I'm interested in learning some Lorentzian geometry and Spin geometry. From what I've heard, the idea is to lift the psuedo-orthonormal frame bundle, an $O(1,n)$-bundle, to a double cover, a principal bundle with group that perhaps we'll call $Spin(1,n).$
Now, in the Riemannian case, this double cover $Spin(n)$ is simply connected. Does this hold for $Spin(1,n),$ and while we're at it, more general $Spin(k,l)$?
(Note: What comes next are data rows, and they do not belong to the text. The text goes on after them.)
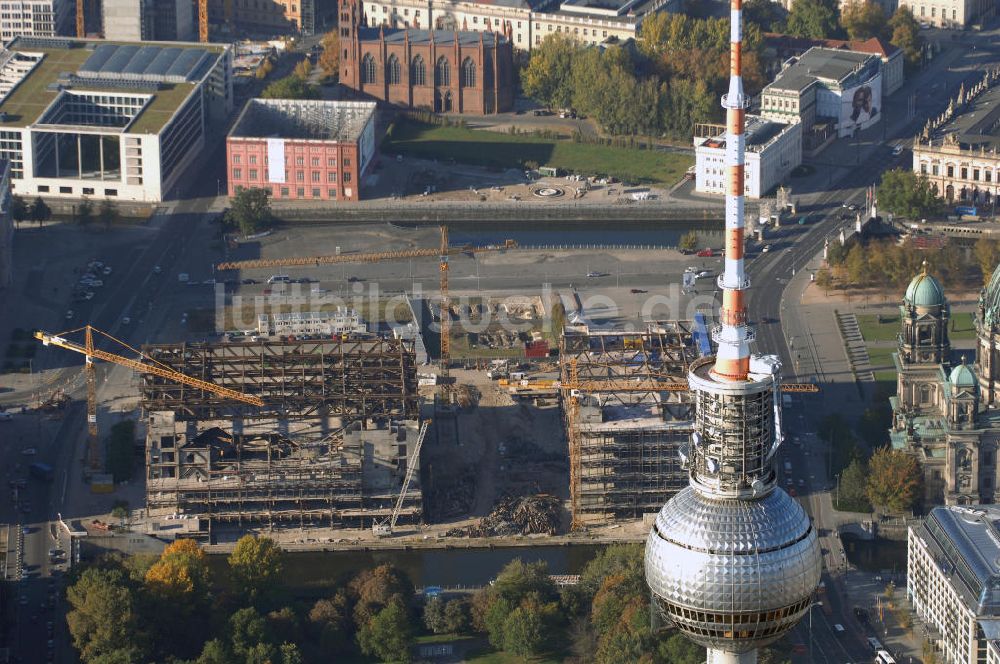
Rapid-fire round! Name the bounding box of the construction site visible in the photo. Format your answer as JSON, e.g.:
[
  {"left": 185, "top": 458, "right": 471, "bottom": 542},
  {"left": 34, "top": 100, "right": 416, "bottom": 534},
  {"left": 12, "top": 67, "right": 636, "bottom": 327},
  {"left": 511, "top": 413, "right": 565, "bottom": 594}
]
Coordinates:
[
  {"left": 135, "top": 336, "right": 422, "bottom": 537},
  {"left": 560, "top": 322, "right": 700, "bottom": 527}
]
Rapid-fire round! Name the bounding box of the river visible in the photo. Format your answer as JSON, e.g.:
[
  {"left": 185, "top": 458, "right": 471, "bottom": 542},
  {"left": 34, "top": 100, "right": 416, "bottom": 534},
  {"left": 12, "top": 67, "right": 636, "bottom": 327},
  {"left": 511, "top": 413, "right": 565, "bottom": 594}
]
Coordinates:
[{"left": 207, "top": 543, "right": 612, "bottom": 595}]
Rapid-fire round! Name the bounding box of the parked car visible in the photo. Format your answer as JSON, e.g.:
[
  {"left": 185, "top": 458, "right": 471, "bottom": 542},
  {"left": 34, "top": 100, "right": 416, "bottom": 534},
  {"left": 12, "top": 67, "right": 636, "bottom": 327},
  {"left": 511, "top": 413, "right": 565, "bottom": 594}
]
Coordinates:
[{"left": 696, "top": 248, "right": 714, "bottom": 257}]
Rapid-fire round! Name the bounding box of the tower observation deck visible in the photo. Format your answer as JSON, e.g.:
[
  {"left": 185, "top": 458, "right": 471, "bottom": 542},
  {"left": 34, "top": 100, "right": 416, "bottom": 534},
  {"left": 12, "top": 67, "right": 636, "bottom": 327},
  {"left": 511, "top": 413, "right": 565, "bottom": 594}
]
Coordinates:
[{"left": 642, "top": 0, "right": 822, "bottom": 659}]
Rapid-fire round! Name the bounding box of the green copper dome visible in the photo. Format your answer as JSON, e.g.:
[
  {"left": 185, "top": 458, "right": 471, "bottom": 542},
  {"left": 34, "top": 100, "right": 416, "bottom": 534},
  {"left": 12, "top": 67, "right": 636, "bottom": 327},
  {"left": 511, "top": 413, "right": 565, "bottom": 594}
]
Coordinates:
[
  {"left": 904, "top": 263, "right": 946, "bottom": 308},
  {"left": 950, "top": 362, "right": 976, "bottom": 389},
  {"left": 982, "top": 262, "right": 1000, "bottom": 327}
]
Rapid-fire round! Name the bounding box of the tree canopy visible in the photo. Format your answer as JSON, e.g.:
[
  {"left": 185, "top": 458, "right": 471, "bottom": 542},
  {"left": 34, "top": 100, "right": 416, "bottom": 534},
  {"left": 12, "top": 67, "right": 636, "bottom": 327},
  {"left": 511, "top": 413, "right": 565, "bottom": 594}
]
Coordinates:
[
  {"left": 224, "top": 187, "right": 274, "bottom": 237},
  {"left": 877, "top": 168, "right": 944, "bottom": 219},
  {"left": 787, "top": 0, "right": 840, "bottom": 39},
  {"left": 841, "top": 0, "right": 888, "bottom": 39},
  {"left": 228, "top": 535, "right": 285, "bottom": 606},
  {"left": 889, "top": 7, "right": 924, "bottom": 67},
  {"left": 261, "top": 74, "right": 319, "bottom": 100},
  {"left": 866, "top": 447, "right": 922, "bottom": 512}
]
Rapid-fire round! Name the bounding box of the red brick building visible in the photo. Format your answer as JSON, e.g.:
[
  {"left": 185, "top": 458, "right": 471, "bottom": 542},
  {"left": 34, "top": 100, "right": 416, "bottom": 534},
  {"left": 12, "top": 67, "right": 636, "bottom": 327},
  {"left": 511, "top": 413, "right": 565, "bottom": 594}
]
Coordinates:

All I can seem to find on the internet is $n = 3$ stuff, in which case $Spin(1,3) \simeq SL(3, \mathbb{C}).$
Idea: $Spin(k,l)$ can be constructed inside a Clifford algebra, just like $Spin(n).$ I think it will be simply connected. But how to show this...?
Many thanks in advance.
Unlike the definite case, the indefinite special orthogonal group $SO(k, l)$ is neither connected nor compact. It has two connected components; the connected component of the identity is denoted $SO^+(k, l)$. The maximal compact subgroup of $SO^+(k, l)$ is $SO(k)\times SO(l)$, so $\pi_1(SO^+(k, l)) \cong \pi_1(SO(p))\times\pi_1(SO(q))$.
Theorem $\mathrm{I}.2.10$ of Lawson & Michelsohn's Spin Geometry states that there is an exact sequence
$$0 \to \mathbb{Z}_2 \to \operatorname{Spin}(k, l) \to SO(k, l) \to 0.$$
Furthermore, if $(k, l) \neq (1, 1)$, the two-sheeted coverings are non-trivial over each connected component of $SO(k, l)$.
It follows that $\operatorname{Spin}(k, l)$ is disconnected. One often takes connectedness as part of the definition of a simply connected space, but lets suppose we just want to know whether each connected component is simply connected. As the connected components of a topological group are homeomorphic, it is enough to check whether one is simply connected.
First, lets deal with the case $(k, l) = (1, 1)$. Here $\operatorname{Spin}(1, 1) \cong SO(1, 1)\times\mathbb{Z}_2$. The connected component of the identity is $SO^+(1, 1)\times\{0\}$ which deformation retracts onto $SO(1)\times SO(1)\times\{0\} \cong *$ which is simply connected.
For $(k, l) \neq (1, 1)$, the topological group $\operatorname{Spin}(k, l)$ has two connected components; let $\operatorname{Spin}^+(k, l)$ denote the connected component of $\operatorname{Spin}(k, l)$ mapping onto $SO^+(k, l)$. As the two-sheeting covering $\operatorname{Spin}^+(k, l) \to SO^+(k, l)$ is non-trivial, $\operatorname{Spin}^+(k, l)$ is simply connected if and only if the fundamental group of $SO^+(k, l)$ is $\mathbb{Z}_2$ which is the case if and only if $k = 1$ and $l \geq 3$, or $k \geq 3$ and $l = 1$.
In conclusion, the indefinite spin groups $\operatorname{Spin}(k, l)$ are always disconnected, but the connected components are simply connected if and only if $(k, l) = (1, 1)$, $k = 1$ and $l \geq 3$, or $k \geq 3$ and $l = 1$.